Writers, especially those who have small children or needy pets, find themselves struggling to keep their train of thought when they stop to take care of a problem or give in to an impulse. A dog whines to be let outside; a cat jumps on top of your laptop computer; a three-year-old needs a toy or your attention. The love scene you’ve visualized and ramped up your hormones for, fades away.
Those of us who are caregivers have the same problem. Fingers are flying across the keyboard when there’s an urgent need you have to stop and address. You do it because you want to. Getting back to where you were in your story is sometimes hard.
My biggest distraction is the internet. What was I going to look up? Oh yes, the impact of climate change on ladybugs or what food prevents gallstones or an easier way to plant zinnias. Minds and fingers are prone to wander when you are struggling with a passage or your back hurts from sitting in one position too long.
I’ve used writing as an example, but work projects, homework assignments, volunteering, quilting—anything that requires concentration—is fodder for distraction. And it’s stressful to be interrupted when you have a time issue, or a great idea that needs to be jotted down, or you’ve just figured out a plot twist.

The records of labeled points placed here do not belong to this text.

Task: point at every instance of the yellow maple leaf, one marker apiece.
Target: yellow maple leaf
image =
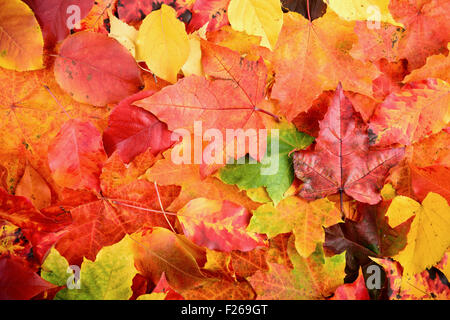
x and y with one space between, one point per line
123 33
262 18
429 235
371 10
305 219
163 43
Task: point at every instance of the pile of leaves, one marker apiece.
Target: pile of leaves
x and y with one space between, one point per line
93 206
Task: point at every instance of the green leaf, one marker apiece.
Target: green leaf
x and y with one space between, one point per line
108 278
249 175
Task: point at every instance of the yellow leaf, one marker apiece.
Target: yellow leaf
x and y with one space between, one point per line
262 18
123 33
371 10
388 192
152 296
34 187
429 235
163 44
21 41
193 65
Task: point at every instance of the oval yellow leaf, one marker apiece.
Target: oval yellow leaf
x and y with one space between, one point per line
262 18
429 234
21 41
163 44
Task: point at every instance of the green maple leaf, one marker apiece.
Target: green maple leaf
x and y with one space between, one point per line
249 175
109 277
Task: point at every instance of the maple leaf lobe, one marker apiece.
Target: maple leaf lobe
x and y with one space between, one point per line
341 160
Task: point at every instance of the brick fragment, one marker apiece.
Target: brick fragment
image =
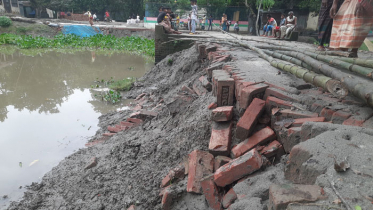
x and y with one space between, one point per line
251 92
201 164
205 83
259 138
222 114
279 94
220 161
299 122
229 198
211 192
339 116
212 105
237 168
248 121
273 102
221 137
327 113
280 196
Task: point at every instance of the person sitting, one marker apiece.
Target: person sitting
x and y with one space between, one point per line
277 29
167 25
271 23
236 27
291 23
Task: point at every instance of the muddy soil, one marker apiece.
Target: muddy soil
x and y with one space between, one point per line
132 163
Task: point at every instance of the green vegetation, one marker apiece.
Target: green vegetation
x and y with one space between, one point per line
122 85
135 44
5 21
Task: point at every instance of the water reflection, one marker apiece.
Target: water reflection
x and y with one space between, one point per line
47 109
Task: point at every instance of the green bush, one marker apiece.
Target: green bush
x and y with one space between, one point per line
5 21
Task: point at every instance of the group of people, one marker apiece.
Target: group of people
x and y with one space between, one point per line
287 25
344 24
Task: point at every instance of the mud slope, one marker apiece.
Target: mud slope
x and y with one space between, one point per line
131 164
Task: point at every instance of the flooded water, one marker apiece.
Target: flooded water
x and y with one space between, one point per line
48 109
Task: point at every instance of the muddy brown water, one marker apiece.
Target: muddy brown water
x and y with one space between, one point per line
48 109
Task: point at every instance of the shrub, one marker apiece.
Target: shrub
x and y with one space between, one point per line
5 21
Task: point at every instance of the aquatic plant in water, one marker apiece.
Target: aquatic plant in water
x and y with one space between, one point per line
135 44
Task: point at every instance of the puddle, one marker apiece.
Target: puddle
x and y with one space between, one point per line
48 111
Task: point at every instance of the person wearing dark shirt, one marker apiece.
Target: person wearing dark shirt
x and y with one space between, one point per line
210 23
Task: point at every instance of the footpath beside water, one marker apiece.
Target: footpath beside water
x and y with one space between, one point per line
216 126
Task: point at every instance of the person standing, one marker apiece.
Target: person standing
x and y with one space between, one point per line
210 22
194 16
351 24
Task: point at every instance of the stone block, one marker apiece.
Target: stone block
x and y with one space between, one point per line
229 198
251 92
237 168
200 165
220 161
280 196
248 121
222 114
259 138
211 192
221 137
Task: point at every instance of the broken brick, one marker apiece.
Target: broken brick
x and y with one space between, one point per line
212 105
220 161
238 168
339 116
211 192
222 114
299 122
327 113
280 196
221 137
201 164
229 198
248 121
273 102
251 92
259 138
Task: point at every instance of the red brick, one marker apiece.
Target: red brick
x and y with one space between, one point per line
187 90
135 121
221 137
259 138
238 168
198 88
300 121
327 113
205 83
280 196
278 94
201 164
339 116
273 102
222 114
272 149
229 198
211 192
132 207
167 199
220 161
212 105
288 113
251 92
108 134
248 121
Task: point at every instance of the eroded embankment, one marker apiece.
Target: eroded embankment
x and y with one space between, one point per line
170 138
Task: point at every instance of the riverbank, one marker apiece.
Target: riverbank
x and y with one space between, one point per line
134 150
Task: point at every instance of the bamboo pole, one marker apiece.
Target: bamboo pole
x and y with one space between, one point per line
361 89
333 86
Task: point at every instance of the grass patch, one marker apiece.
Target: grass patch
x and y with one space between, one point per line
123 85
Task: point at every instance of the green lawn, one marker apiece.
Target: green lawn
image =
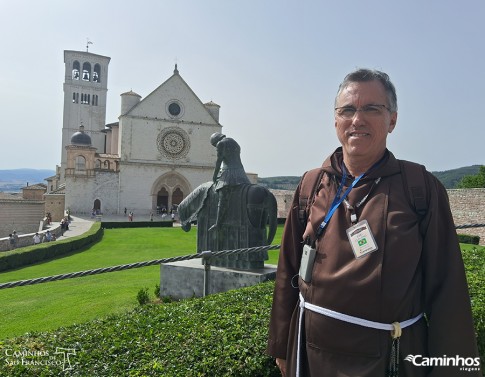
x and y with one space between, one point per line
48 306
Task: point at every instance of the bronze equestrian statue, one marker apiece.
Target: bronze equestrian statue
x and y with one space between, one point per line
231 213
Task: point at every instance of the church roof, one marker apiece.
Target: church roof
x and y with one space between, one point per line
131 93
37 186
210 103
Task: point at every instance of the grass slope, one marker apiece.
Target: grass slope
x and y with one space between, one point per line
47 306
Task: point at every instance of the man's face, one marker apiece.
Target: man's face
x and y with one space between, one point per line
364 135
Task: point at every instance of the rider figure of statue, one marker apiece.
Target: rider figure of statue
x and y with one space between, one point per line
229 172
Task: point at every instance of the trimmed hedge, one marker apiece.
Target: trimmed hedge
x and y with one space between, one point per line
474 261
468 239
49 250
219 335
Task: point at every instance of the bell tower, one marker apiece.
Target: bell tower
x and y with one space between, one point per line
85 92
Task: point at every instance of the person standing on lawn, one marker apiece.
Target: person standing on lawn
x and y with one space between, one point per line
386 290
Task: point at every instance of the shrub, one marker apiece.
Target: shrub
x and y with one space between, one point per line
474 260
468 239
219 335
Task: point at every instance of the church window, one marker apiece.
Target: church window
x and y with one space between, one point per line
80 164
174 109
177 196
75 70
97 73
86 71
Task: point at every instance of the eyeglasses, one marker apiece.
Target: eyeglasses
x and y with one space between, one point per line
348 112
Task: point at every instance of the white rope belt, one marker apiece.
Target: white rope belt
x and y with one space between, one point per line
346 318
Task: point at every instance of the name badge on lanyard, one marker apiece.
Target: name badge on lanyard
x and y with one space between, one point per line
361 239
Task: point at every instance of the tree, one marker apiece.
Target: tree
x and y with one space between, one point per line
474 181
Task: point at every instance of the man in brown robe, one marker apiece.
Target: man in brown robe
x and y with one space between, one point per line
393 266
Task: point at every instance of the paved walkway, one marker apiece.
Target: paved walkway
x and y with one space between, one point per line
80 225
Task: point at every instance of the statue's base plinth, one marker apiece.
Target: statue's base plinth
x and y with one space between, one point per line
186 279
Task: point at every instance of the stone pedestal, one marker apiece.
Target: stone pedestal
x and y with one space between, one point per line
186 279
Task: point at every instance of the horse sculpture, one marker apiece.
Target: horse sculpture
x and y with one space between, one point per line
250 220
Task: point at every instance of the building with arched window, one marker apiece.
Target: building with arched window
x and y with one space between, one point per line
148 161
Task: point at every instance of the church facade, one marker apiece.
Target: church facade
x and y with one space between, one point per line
151 159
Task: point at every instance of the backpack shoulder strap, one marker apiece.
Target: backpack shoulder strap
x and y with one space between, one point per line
414 180
308 188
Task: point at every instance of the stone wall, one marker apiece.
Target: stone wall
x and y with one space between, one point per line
468 207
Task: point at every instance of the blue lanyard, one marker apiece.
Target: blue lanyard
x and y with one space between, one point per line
338 199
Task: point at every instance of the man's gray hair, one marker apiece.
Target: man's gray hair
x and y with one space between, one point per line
362 75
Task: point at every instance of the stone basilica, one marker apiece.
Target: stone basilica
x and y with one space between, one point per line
155 155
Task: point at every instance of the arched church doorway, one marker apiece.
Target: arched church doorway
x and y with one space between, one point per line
97 206
177 196
162 199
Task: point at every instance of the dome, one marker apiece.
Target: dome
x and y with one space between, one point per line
81 138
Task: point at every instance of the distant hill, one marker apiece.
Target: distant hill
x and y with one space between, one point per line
14 179
449 178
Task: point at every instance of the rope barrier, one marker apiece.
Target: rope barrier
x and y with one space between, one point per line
205 254
469 226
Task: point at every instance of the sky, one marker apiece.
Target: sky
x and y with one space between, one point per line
273 66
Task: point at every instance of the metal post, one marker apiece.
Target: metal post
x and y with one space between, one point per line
206 257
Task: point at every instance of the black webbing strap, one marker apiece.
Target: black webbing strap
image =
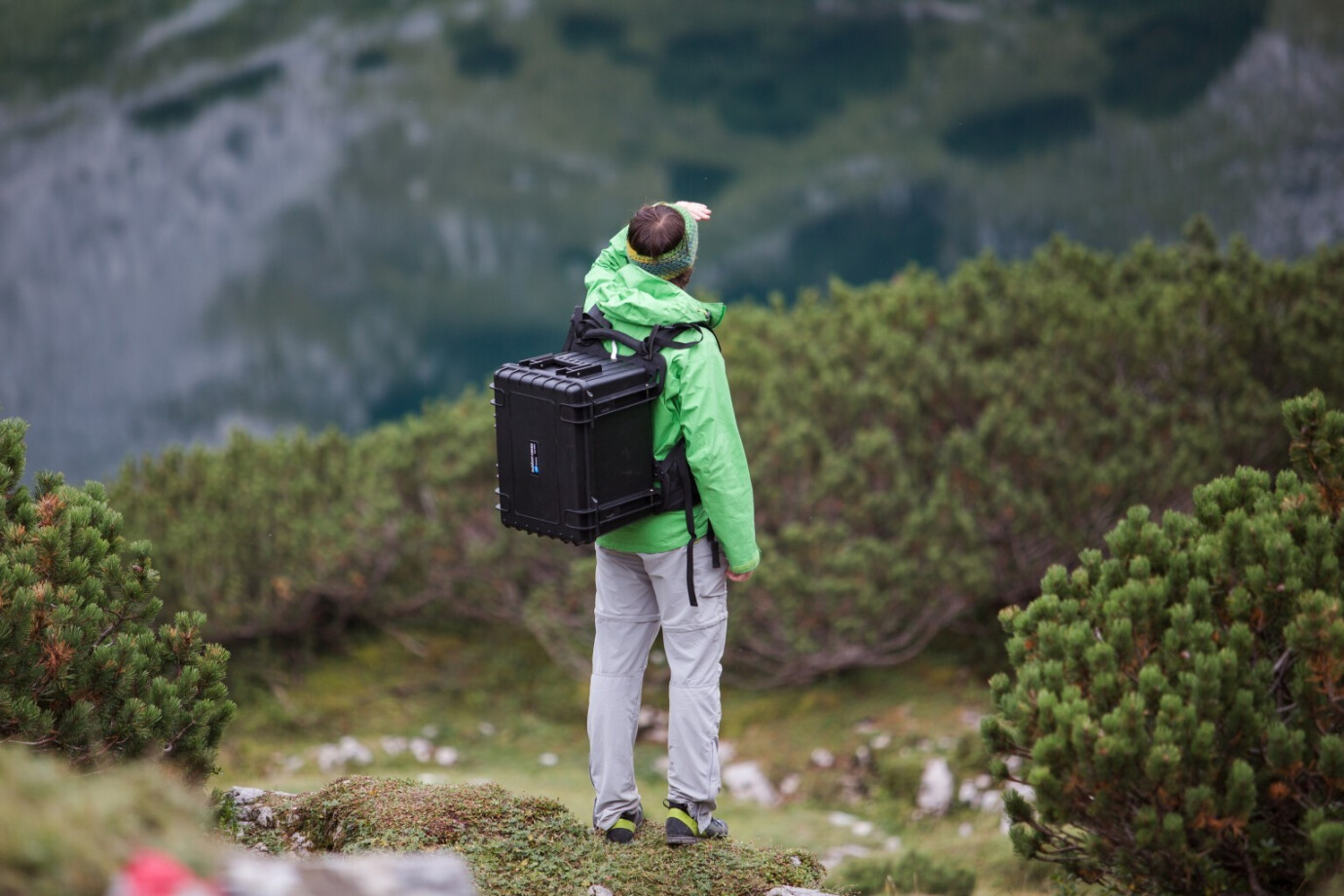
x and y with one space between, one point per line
587 331
679 489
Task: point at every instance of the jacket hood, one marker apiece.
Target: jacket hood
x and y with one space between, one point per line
650 301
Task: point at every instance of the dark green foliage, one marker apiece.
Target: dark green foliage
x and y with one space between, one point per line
81 669
1176 704
920 448
915 872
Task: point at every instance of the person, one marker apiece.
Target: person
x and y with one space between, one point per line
639 282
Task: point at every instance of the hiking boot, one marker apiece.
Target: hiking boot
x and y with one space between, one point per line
683 831
622 831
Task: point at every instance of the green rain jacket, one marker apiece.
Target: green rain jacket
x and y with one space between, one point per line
695 403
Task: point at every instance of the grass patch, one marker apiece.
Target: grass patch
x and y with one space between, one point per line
519 845
498 701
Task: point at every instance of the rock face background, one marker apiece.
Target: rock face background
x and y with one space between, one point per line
244 212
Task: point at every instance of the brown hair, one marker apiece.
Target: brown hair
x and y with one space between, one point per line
656 230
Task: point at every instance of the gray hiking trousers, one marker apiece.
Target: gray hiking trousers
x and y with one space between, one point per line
636 595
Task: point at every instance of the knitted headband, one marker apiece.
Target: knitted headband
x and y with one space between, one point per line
676 261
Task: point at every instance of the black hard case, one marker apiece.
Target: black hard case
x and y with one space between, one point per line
574 435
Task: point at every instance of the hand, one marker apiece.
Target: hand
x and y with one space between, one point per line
699 211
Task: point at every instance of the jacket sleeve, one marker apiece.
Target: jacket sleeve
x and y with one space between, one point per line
717 457
601 280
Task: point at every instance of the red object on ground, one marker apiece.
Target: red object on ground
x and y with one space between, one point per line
154 874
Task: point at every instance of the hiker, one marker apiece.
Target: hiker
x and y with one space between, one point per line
639 282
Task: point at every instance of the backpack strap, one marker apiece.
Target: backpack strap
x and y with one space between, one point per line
679 491
587 331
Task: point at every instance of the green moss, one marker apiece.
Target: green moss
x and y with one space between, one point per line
517 843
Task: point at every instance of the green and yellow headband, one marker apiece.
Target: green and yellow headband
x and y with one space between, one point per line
678 259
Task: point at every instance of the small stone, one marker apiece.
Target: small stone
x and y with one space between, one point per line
936 787
747 782
244 796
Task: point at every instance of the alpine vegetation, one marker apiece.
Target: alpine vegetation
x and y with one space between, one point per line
1176 704
82 670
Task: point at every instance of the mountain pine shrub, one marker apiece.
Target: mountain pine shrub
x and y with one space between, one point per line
1178 704
81 669
920 450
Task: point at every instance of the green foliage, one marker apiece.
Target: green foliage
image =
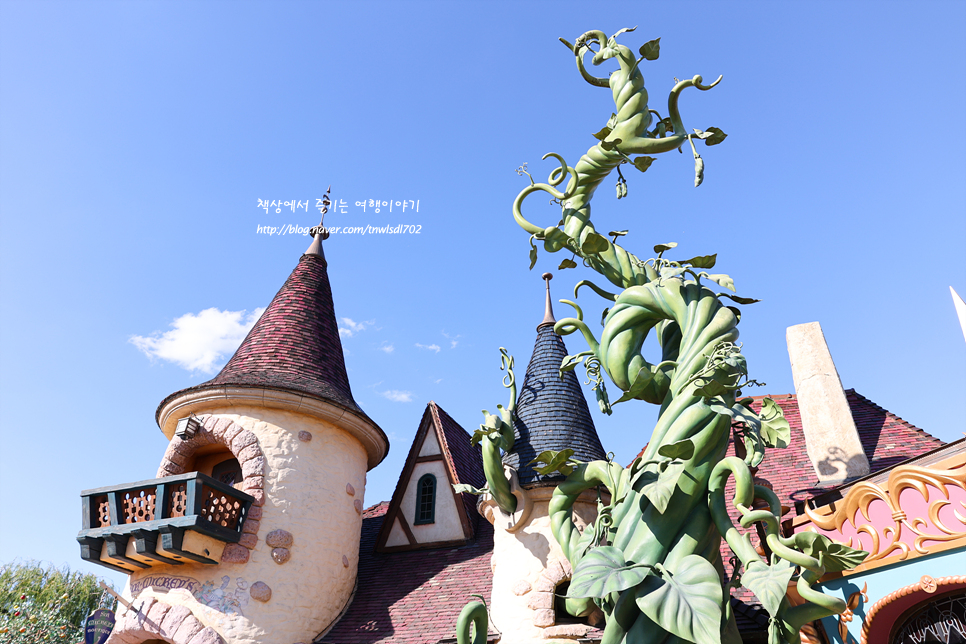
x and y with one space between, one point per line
463 487
602 134
555 462
717 136
651 49
45 604
683 449
660 487
702 261
774 428
594 244
602 572
685 601
769 583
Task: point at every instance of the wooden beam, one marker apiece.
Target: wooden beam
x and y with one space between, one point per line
406 529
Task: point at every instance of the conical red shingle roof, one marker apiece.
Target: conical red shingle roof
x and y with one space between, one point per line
295 345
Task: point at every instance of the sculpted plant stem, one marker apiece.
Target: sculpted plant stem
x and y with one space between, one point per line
651 559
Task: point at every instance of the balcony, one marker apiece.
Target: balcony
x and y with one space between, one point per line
170 521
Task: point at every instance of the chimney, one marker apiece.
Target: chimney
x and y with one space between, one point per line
831 439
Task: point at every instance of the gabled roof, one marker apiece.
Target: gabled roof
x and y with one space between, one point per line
295 344
552 412
412 597
465 459
416 596
463 464
887 439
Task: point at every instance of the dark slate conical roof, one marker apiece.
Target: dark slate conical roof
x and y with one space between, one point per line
552 412
295 344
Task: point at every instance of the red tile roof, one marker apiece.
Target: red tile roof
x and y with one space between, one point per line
415 596
465 459
412 597
886 438
295 344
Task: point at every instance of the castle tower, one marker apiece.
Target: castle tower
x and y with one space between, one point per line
528 564
280 424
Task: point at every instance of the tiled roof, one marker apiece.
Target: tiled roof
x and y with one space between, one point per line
551 411
295 344
886 438
465 459
415 596
412 597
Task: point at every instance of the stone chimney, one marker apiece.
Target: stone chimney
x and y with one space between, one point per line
831 438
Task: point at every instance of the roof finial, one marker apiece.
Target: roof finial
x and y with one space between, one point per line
548 311
319 232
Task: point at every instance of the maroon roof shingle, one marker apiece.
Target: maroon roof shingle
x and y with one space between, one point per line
294 346
416 596
412 597
465 459
886 439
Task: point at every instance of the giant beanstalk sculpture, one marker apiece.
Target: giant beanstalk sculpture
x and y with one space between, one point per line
651 560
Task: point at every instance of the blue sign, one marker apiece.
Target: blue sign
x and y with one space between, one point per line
99 626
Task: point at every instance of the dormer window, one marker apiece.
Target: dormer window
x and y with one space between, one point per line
426 500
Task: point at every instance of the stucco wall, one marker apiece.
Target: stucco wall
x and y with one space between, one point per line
526 565
307 493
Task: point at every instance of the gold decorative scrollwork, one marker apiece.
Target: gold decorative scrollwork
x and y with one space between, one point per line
886 540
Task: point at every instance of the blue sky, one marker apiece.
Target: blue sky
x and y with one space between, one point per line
137 138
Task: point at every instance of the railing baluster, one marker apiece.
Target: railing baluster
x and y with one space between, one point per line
87 518
113 508
161 501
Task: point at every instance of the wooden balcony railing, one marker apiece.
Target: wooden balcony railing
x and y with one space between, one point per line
167 521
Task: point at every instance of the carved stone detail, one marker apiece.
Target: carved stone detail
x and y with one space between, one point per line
888 539
260 591
279 539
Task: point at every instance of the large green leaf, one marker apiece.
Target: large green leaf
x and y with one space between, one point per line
838 557
651 49
702 261
774 428
683 449
555 462
769 583
603 571
661 487
685 601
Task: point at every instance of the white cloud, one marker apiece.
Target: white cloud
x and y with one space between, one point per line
453 339
349 327
199 342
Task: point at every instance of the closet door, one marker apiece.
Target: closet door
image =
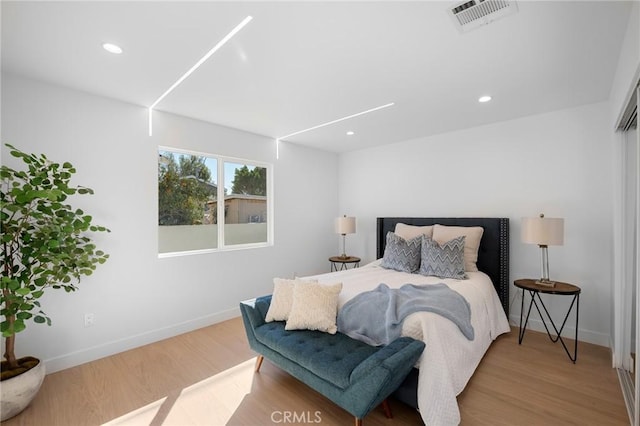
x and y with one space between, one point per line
627 258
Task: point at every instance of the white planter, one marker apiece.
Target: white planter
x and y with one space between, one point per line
18 392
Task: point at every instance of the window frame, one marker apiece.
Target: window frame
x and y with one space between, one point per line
220 203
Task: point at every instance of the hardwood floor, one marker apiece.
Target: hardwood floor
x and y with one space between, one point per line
206 378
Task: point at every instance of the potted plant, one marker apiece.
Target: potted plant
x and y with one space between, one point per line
45 244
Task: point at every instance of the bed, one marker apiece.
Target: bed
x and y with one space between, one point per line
449 359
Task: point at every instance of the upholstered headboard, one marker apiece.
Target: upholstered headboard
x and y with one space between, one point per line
493 255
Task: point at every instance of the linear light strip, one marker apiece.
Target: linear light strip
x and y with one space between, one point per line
221 43
338 120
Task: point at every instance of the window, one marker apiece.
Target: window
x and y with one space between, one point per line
190 199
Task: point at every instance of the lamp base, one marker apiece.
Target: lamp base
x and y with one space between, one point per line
545 282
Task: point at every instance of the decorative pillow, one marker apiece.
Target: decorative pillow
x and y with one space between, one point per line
443 261
473 234
281 299
400 254
315 307
411 231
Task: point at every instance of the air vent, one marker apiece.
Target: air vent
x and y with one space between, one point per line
475 13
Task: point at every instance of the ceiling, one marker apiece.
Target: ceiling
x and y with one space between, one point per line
300 64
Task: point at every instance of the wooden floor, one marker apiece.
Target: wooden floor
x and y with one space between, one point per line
206 378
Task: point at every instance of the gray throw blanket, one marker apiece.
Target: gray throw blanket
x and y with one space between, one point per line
375 317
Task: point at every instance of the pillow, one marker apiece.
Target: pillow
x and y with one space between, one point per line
411 231
315 307
400 254
443 261
281 299
473 234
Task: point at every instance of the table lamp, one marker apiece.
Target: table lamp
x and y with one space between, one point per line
345 225
543 231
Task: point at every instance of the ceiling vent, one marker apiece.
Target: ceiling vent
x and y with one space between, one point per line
473 14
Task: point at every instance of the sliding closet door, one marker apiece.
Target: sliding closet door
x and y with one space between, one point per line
627 257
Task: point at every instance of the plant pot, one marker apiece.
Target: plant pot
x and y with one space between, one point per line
17 392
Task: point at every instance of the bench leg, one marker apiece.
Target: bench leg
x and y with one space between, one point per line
387 409
259 363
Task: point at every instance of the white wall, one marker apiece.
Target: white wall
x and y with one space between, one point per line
136 297
628 67
558 163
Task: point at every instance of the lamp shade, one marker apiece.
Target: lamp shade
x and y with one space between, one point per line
544 231
345 225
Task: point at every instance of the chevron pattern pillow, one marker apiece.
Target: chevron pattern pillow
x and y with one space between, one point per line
443 261
400 254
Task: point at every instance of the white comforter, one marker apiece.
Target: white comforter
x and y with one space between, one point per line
449 359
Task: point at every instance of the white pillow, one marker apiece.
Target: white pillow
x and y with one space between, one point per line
315 307
281 299
411 231
472 234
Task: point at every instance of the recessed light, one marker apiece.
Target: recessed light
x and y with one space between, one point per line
112 48
338 120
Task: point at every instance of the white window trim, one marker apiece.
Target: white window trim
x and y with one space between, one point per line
221 159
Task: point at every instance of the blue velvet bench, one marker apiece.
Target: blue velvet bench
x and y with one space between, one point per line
354 375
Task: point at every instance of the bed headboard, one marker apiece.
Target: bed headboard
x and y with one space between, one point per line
493 255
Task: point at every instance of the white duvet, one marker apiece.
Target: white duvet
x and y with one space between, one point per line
449 359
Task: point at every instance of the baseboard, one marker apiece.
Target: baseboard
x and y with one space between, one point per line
110 348
587 336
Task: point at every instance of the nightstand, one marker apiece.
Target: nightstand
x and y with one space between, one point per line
561 289
343 262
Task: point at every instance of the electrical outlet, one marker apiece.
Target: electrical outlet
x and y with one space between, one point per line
89 320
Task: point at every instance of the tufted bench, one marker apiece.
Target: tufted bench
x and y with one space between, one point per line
354 375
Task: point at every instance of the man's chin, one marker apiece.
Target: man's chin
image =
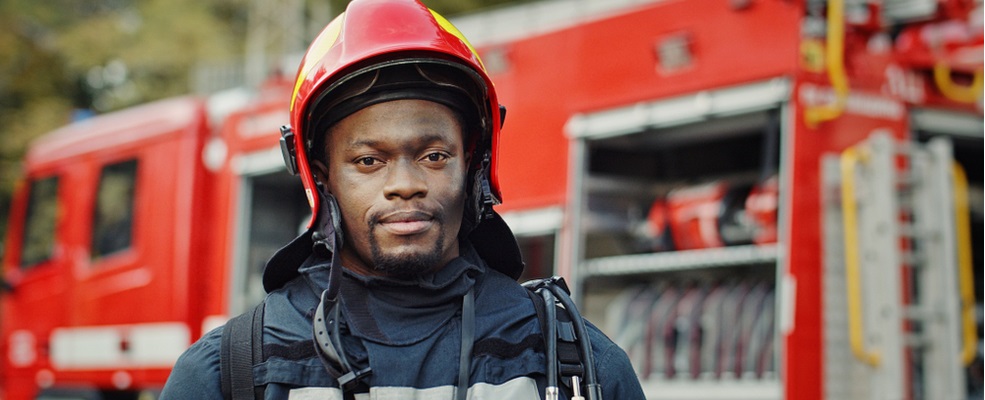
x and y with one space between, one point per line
406 264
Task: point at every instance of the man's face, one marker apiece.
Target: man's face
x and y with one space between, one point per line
398 171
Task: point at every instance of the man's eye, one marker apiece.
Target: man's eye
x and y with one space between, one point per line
435 157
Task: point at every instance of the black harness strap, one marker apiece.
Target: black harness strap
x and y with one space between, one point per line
240 349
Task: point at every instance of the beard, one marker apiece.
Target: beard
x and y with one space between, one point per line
406 266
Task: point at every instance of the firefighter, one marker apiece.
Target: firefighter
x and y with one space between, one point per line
404 284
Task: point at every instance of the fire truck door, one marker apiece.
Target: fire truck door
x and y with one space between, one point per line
894 318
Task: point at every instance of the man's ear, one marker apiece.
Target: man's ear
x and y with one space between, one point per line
320 171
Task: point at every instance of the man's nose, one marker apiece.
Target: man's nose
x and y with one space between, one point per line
405 179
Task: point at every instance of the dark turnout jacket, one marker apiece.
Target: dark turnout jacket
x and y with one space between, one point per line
409 334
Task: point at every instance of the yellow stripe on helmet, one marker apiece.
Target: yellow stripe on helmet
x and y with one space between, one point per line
317 51
447 26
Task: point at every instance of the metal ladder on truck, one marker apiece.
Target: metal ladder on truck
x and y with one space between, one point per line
899 296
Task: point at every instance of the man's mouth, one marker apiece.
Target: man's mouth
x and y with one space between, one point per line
405 223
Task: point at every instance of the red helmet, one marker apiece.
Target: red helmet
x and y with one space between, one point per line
386 47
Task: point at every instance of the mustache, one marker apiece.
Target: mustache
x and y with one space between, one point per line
399 215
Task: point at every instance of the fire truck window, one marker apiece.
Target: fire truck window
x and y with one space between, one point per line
112 228
39 228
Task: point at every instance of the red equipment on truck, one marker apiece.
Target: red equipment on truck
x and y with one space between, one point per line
761 199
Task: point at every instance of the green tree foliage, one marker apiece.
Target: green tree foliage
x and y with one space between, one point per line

I mentioned the internet. To be more specific, social media is one of my biggest time sucks. I use Facebook and Twitter and I check them daily. If distracted by something I see, I might be hooked for an hour or more responding or reading other people’s posts.
What can we do about distractions? It’s tough. Years ago when my household to-do list got in the way of writing, I headed for the coffee shop with laptop and earbuds or the library. I wrote my first book in a motel room rented by the hour while my kids were in daycare. That’s drastic, but it worked. A lot of writers go on retreats, but not all of us can do that. Others, who have day jobs, find a few hours late at night or early in the morning.
Caregiving for a family member has taught me new realities and one of them is to learn to write in spurts. If I concentrate I can do it and I usually have at least an hour at a time. People who work outside the home do this too, but most can close a door or put calls on hold, or put up a do- not-disturb-genius-working sign in a cubicle.
Outside distractions can be managed. Your inside ones are the neediest. Turn off your phone and your Wifi and focus on your project in the spurt of time you have. The sigh you hear when you’ve finished (or typed “the end”) will be the best sound you’ve heard all day.